Based on all available evidence from the FBI and other sources, we have no evidence that any of the top leaders of the major civil rights groups are Communists, or Communist controlled. This is true as to Dr. Martin Luther King, Jr., about whom particular accusations were made, as well as other leaders.

It is natural and inevitable that Communists have made efforts to infiltrate the civil rights groups and to exploit the current racial situation.

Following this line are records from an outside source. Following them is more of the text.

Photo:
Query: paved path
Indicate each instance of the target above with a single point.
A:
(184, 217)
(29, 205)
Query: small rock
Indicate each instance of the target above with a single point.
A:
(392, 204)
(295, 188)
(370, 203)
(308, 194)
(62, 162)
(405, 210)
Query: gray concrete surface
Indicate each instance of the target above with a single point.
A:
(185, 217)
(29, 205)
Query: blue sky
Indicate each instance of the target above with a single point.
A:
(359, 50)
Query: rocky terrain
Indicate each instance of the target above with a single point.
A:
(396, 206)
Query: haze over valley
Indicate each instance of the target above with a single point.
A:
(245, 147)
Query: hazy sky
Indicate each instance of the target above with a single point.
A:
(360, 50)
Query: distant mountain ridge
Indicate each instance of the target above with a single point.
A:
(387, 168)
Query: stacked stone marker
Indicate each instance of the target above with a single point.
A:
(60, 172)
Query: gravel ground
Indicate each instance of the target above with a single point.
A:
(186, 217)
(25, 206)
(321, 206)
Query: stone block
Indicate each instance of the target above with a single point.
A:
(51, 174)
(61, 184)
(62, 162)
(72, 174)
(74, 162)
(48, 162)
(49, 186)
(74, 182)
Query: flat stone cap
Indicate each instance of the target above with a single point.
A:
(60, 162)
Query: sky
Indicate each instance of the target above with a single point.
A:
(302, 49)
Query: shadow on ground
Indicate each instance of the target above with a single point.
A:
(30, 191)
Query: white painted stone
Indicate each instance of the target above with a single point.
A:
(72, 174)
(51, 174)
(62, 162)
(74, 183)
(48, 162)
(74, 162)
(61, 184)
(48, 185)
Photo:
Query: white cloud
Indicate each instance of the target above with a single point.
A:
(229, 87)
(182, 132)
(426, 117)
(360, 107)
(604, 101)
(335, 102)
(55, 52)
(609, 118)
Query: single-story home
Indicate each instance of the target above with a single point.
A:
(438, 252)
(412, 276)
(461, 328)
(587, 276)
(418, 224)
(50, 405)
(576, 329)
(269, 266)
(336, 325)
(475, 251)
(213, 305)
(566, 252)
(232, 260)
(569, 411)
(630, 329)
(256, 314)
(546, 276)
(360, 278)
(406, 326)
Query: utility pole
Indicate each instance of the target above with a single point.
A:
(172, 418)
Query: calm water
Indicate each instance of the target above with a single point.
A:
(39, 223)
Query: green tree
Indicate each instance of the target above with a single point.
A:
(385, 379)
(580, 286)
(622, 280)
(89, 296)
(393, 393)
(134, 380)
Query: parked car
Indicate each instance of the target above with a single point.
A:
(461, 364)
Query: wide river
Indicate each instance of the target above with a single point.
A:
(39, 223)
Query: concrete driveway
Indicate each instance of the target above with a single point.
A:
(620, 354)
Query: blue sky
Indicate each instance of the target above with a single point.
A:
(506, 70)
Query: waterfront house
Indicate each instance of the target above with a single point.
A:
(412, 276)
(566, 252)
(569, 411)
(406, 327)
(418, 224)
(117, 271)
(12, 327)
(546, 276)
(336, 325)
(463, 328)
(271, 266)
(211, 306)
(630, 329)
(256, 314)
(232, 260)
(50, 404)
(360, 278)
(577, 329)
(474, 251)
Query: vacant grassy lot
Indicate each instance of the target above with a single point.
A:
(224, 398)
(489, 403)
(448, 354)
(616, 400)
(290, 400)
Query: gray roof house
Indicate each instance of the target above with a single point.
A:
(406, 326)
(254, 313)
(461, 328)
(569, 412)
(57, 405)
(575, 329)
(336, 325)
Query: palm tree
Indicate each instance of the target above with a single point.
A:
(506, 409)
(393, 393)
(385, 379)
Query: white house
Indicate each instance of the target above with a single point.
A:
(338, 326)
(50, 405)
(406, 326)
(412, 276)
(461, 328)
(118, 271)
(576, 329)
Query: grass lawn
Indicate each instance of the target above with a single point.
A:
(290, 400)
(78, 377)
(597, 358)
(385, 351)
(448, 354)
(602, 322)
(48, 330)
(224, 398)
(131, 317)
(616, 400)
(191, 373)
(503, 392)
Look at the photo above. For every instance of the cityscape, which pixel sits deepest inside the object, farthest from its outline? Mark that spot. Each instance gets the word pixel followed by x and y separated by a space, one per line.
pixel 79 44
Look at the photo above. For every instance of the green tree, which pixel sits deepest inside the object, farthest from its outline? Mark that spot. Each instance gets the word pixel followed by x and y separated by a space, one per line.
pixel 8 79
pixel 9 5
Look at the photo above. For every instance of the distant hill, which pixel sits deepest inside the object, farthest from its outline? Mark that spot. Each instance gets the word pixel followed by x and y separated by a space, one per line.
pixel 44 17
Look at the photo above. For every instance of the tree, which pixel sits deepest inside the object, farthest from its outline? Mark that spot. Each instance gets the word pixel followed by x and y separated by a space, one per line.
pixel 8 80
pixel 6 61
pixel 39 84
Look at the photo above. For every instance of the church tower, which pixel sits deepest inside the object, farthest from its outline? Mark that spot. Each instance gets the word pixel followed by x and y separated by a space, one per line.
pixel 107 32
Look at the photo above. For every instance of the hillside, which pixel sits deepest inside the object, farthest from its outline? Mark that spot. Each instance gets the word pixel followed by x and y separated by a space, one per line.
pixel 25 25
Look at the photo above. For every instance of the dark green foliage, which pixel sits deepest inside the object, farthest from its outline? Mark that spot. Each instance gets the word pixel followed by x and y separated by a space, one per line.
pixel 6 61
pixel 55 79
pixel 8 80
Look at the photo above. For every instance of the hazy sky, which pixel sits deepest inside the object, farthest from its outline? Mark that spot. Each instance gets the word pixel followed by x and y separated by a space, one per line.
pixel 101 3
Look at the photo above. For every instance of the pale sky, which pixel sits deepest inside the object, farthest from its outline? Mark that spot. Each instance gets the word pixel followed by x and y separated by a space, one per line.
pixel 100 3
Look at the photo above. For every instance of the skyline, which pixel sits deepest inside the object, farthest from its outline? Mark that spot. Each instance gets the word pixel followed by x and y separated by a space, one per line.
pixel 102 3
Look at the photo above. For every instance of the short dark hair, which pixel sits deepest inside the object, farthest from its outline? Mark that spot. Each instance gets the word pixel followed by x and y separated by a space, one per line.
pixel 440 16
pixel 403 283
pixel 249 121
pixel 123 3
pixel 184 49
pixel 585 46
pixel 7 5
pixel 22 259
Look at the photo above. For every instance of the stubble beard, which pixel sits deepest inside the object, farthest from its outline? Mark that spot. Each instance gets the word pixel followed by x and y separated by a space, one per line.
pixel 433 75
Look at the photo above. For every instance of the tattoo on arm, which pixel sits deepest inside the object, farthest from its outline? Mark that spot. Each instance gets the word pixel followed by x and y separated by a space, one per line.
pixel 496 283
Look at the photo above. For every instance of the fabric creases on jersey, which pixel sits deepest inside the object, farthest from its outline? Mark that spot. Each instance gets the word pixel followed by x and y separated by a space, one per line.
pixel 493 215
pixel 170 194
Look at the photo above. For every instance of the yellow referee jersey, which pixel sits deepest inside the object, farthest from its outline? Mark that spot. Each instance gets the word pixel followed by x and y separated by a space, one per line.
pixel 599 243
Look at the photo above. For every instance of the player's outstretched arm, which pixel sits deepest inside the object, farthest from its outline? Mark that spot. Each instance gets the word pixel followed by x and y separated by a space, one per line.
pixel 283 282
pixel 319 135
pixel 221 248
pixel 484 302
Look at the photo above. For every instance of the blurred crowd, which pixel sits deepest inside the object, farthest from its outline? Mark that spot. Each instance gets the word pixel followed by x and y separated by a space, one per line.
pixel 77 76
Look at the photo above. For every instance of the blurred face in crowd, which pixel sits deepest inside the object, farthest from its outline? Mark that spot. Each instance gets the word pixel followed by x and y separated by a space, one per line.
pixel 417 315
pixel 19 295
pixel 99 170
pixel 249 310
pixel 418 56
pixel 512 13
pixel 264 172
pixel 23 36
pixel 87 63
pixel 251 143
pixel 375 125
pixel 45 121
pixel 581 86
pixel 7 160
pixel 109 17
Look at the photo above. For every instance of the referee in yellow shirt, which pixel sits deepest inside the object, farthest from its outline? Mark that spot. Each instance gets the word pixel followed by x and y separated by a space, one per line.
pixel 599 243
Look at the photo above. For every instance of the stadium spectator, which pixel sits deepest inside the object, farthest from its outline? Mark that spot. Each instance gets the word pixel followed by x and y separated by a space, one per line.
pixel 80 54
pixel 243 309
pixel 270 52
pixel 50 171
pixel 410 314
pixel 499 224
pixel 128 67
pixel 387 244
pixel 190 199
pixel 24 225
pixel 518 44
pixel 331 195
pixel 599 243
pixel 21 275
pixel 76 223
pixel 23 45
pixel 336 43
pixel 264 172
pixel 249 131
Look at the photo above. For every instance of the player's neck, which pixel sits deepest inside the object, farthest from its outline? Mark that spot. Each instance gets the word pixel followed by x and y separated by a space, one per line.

In view of the real injustices that exist and the resentment against them, these efforts have been remarkably unsuccessful.

Burke Marshall, who aided in formulating these responses for the Justice Department, told the Committee that rumors of communist infiltration in the civil rights movement had caused the Administration considerable concern.

At that point, in some sense the business was a political problem, not from the point of view of the support that the civil rights movement was giving the administration or anything like that, but how to be honest with the Senators with this problem facing us and at the same time not to give ammunition to people who for substantive reasons were opposed to civil rights legislation.

Generally, for years the civil rights movement in the South and to some extent in some quarters in the North ... were constantly referred to as communist infiltrated, communist inspired, radical movements ... So that the political problem that I would identify with this whole situation would be that and not a question of whether or not there was support given the Administration by civil rights groups in the South.

(UNITED STATES SENATE, SUPPLEMENTARY DETAILED STAFF REPORTS ON INTELLIGENCE ACTIVITIES AND THE RIGHTS OF AMERICANS, BOOK III, FINAL REPORT OF THE SELECT COMMITTEE TO STUDY GOVERNMENTAL OPERATIONS WITH RESPECT TO INTELLIGENCE ACTIVITIES, DR. MARTIN LUTHER KING, JR., CASE STUDY, APRIL 23 (under authority of the order of April 14), 1976)

NOTES

*COMINFIL is how the FBI referred to its "Communist Infiltration" investigations.

**Excerpted here is section III B of the MLK Case Study, linked in the citation, above. The background on Advisers A and B can be found in section III A, available at the same link, above. The red baiting of MLK's advisers has been discussed at length by David Garrow. Stanley Levison, Jack O'Dell and Bayard Rustin were all red baited out of prominent roles in the SCLC (Rustin was also gay baited).